The U.S. Federal Reserve on Wednesday trimmed its growth forecast for the American economy.

The central bank predicted growth in the range of 2.7 to 2.9 per cent in 2011 and 3.3 to 3.7 per cent next year.

In its last forecast, in April, the Fed predicted growth in the range of 3.1 to 3.3 per cent in 2011 and 3.5 to 4.2 per cent next year.

It also forecast unemployment to stay high, averaging 8.6 to 8.9 per cent in the last quarter of 2011, compared with 8.4 to 8.7 per cent projected in April.

It estimated unemployment at the end of 2012 in a range of 7.8 per cent to 8.2 per cent. In April, it called for 7.6 to 7.9 per cent in April.

Inflation, it predicted, will grow slightly, but average 1.9 per cent long term.

At a news conference, Fed chair Ben Bernanke said some of the problems slowing the U.S. economy could persist into next year.

Bernanke said the slowdown could be due, in part, to the depressed housing market and other factors that aren't likely to fade soon.

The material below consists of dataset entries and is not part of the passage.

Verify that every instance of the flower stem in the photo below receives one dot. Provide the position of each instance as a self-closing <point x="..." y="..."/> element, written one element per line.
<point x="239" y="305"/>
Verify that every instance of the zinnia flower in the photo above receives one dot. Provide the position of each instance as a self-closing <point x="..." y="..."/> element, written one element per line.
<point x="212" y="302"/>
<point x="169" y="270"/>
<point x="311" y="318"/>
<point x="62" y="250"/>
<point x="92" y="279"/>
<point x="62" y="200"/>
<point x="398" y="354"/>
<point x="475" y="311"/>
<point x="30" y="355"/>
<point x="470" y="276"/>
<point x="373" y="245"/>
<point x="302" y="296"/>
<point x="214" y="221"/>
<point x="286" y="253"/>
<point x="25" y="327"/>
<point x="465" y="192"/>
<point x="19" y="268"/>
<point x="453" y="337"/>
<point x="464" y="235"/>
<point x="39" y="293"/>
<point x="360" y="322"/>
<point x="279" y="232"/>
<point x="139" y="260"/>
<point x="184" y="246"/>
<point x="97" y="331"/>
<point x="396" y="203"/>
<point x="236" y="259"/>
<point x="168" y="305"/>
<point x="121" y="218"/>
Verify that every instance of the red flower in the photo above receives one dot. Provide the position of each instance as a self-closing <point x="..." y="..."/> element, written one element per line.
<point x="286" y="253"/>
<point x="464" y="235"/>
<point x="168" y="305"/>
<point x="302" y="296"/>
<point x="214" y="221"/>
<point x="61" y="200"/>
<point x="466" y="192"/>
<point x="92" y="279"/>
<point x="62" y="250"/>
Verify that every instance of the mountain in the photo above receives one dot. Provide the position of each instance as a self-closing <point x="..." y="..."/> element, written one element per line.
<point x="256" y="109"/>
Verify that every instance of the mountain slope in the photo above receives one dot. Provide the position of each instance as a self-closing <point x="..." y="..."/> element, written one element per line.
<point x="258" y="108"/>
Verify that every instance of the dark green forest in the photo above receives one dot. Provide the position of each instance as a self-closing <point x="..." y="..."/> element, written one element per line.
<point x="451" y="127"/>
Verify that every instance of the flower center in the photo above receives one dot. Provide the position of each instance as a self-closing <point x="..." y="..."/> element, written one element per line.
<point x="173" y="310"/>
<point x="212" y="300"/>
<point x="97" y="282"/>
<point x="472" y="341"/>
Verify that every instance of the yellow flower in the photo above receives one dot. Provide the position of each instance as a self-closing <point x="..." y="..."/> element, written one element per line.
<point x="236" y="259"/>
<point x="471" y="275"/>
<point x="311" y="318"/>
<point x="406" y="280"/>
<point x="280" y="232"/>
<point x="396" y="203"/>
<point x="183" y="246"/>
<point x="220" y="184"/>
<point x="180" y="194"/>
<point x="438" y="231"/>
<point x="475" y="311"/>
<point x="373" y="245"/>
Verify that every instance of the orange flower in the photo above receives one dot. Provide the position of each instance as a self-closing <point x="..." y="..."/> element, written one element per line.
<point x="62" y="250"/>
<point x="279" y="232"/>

"Maybe some of the headwinds that are concerning us, like the weakness in the financial sector, problems in the housing sector — some may be stronger and more persistent than we thought," he said.

Greek crisis very important

Bernanke also said the fiscal crisis in Greece is a very important and difficult issue and suggested the European debt crisis poses a threat to both European and global banking systems and to European unity as well.

Markets worry that concerns about a potential Greek default could spread to other European nations with heavy debt burdens, such as Ireland, Portugal, Spain and perhaps Italy. U.S. banks and the U.S. economy would be at risk, too.

When the European debt crisis first shook markets last year, the Fed renewed agreements with European central banks to supply dollars to them if they ran short. The central banks would lend the dollars to commercial banks. In return, the Fed would receive European currencies to hold until the dollars were repaid.

Earlier in the day, its monetary policy committee Wednesday said the U.S. economic recovery is continuing at a moderate pace, "though somewhat more slowly than the committee had expected."

As expected, the Fed left a key interest rate at a record low near zero and repeated its pledge to keep it there for "an extended period."

It also acknowledged the labour market has been "weaker than anticipated," but said the slower pace of the recovery reflects in part "temporary" factors, such as higher food and energy prices and business disruptions caused by the earthquake and tsunami in Japan in March.

Stimulus program to end on schedule

Despite speculation that it would signal new measures to stimulate the economy, the Fed said it would let its $600 billion US government bond-buying program end as scheduled on June 30. The program is intended to stimulate the economy by lowering rates on loans, lifting stock prices and encouraging spending.

Critics have complained that the bond purchases raised the risk of runaway inflation while doing little to boost growth. Bernanke has said that creeping inflation from higher oil and food prices is likely temporary.

When asked during the news conference about the possibility of launching a new stimulus program, Bernanke said the Fed will "review the outlook going forward," but pointed out that job creation has improved this year compared with 2010.

The Fed said it would keep its holdings of Treasury bonds at current levels. That policy is intended to keep consumer and business loan rates at low levels to stimulate spending.

Bernanke earlier in June called the U.S. recovery "frustratingly slow."

U.S. employers added only 54,000 jobs in May, the poorest showing in eight months. The unemployment rate is 9.1 per cent. Most economists have downgraded their forecasts for hiring and growth for the rest of the year. 

Many economists say the slowdown means the Fed won't start raising rates until the summer of 2012, about six months later than many thought when 2011 began.